Bad data is driving fear of a second wave of Covid-19
The recent spike in Covid-19 “cases” is very different to the original outbreak, says James Ferguson of MacroStrategy Partnership. The government needs to calm down.
Covid-19 cases are on the rise again, particularly amongst the young. The “rule of six” is now nationwide. Localised lockdowns are in place up north. And even martial-law-style 10pm curfews are being considered. So-called “pillar 2” cases from the wider community – where “cases” are a misnomer for “positive” test results – have doubled in the last two weeks from about 2% to roughly 4%. Is this the long-awaited second wave? And once all these infected young northerners visit their grandfathers (ill, elderly men are particularly vulnerable), will it turn into an increase in deaths too?
This seems to be what our politicians fear – hence their aggressive response. However they are making some major mistakes. One is the policy direction itself – the correct response is not a lockdown of the general population, but shielding of the vulnerable. The other is in misinterpreting the data. “Positives” are not the same as “cases” (the latter require both symptoms and a doctor’s diagnosis).
This leads to a dilemma because, as you can see from the chart on page 23 (which runs to 12 September), although positives have leapt sevenfold from their June-July low, deaths over the same period have fallen by two thirds.
The epidemiological rule-of-thumb is that the number of (unseen) infections will be roughly ten times the number of diagnosed cases, which in turn will be roughly ten times greater than the number of deaths. Working backwards from deaths, and taking account of the three-week period of illness, we would expect the UK to have about 2,500 diagnosed cases, of which half would be hospitalised (the government currently reports just 972 hospital patients). That would also suggest 25,000 current infections, or disease prevalence (ie, the percentage of the population who has it) of sub-0.04%.
Yet the pillar 2 community-testing scheme is now finding 4% positives. In other words, the test regime seems to be finding 100 times more positives than the combined data on diagnosed cases, hospital admissions and deaths would suggest. That begs the question: how many of these are false positives?
Why false positives really matter
It might surprise you to learn that a positive medical test result does not often – or even usually – mean that an asymptomatic patient has a disease. If the false positive rate (FPR) is the same as the prevalence of the disease, then half of all positives will be false. And the lower the prevalence compared to the FPR, the more inaccurate the results will be. Even doctors don’t tend to grasp the full implications of that.

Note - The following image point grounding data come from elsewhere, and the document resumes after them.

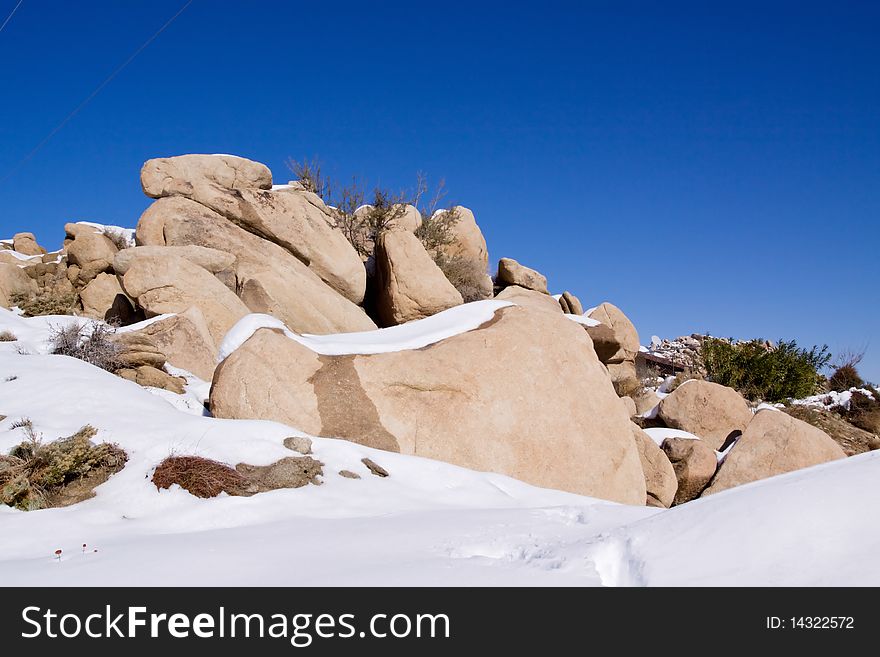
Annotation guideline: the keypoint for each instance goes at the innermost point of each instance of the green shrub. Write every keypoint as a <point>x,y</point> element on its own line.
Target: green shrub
<point>760,371</point>
<point>33,472</point>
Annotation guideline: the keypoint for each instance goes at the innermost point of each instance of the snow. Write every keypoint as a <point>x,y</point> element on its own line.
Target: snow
<point>659,434</point>
<point>412,335</point>
<point>427,524</point>
<point>582,319</point>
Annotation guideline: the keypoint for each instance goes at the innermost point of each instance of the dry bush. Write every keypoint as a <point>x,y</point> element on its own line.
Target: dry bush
<point>200,476</point>
<point>47,302</point>
<point>467,275</point>
<point>95,347</point>
<point>34,472</point>
<point>308,172</point>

In 1982, a researcher called David Eddy provided physicians with a diagnostic puzzle. Women age 40, participate in routine screening for breast cancer, with a prevalence of 1%. The mammogram test has a false negative rate of 20% and an FPR of 10%. What is the probability that a woman with a positive test has breast cancer? The correct answer is just 7.5%.
In each batch of 100,000 tests, 800 cases (80% of the 1,000 women who actually have breast cancer) will be picked up. But so too will 9,920 (10% FPR) of the 99,200 healthy women. So the chance of having breast cancer if you test positive is still only 7.46% (800/10,720). However, 95 out of 100 doctors gave answers in the range of 70-80%, ten times higher than the correct answer.
Not a whole lot has changed since that study.